Faster Fraud Detection
False-positive actions are checked one by one by analysts and as a result, they are not considered as fraud, causing the late detection of possible real fraud actions and in parallel with this, the lost money cannot be recovered. Machine learning provides great support to analysts in detecting false positives. Machine learning, along with simple filtering mechanisms and algorithms, can create the right alert systems.
Analysing Normal & Abnormal Activities
Machine learning-based abnormality detection algorithms accurately detect abnormal behaviours in different data models and apply filters to these abnormalities, allowing you to only receive alerts on issues that matter to you. One of the key benefits of machine learning is the capacity to process more data than an analyst could ever do, and then use the compiled data to identify patterns that are difficult for a human to define. Fraud detection using machine learning allows analysts to investigate previously undiscovered suspicious activity. The ability to retrain and setting models and automatically adjust parameters is a powerful tool for risk model management.
Machine Learning Insights, Actions, Suggestions for Fraud Detection
Using only rule-based fraud detection software means your rule library should continue to expand as fraud technologies evolve. This makes the system slower and causes a heavy maintenance necessity for fraud analysis teams, and requires an increasing number of manual reviews.
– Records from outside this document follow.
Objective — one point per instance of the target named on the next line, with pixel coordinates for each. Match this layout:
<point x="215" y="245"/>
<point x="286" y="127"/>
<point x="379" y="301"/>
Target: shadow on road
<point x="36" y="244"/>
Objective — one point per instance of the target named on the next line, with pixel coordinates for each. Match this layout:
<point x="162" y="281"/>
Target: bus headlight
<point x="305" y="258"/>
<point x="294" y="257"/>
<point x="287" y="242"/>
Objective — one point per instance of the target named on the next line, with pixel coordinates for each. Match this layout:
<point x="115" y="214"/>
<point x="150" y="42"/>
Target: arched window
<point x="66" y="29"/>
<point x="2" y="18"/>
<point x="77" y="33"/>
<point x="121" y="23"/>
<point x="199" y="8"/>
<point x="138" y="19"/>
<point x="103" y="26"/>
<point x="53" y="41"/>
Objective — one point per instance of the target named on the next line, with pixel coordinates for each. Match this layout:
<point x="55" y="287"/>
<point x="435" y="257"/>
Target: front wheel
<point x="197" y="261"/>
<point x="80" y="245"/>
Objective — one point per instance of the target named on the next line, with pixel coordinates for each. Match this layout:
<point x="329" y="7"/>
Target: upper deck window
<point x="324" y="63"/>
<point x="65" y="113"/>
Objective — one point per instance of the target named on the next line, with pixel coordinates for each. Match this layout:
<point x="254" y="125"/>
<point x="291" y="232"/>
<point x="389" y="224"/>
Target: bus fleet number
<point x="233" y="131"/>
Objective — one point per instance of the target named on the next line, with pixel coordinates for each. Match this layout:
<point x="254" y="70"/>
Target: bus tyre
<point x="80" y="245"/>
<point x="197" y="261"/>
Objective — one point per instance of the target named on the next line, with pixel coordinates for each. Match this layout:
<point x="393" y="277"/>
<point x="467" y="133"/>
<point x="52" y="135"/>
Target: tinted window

But today, fraudsters use sophisticated methods to steal customer data and impersonate real customers, making it even more difficult for rules prepared for typical fraud to detect such behaviour. At this point, the importance of using machine learning technology in fraud detection software is once again revealed. In summary, machine learning can be described as a branch of science that enables learning based on data types. When it is used successfully, machine learning eliminates the heavy data analysis responsibility on fraud detection teams. The results assist the team in research, insight, and reporting. Machine learning cannot replace a team of fraud analysts but gives them a chance to reduce the time spent on manual reviews and data analysis. This means analysts can focus on the most significant and urgent cases and evaluate alerts more accurately, faster, and also reduce the number of real customers rejected.
To Prevent Your Company From Fraud
Machine learning makes the roles of fraud analysts more efficient because they can use their time to do more strategic work. Analysts improve and optimize machine learning fraud detection systems by reviewing and tagging customers and setting rules. The machines are extremely good at doing data analysis and numerical computing. At this point, machines can learn a lot from analysts, process billions of data, and fraud detection using machine learning plays a major role in preventing companies from serious losses.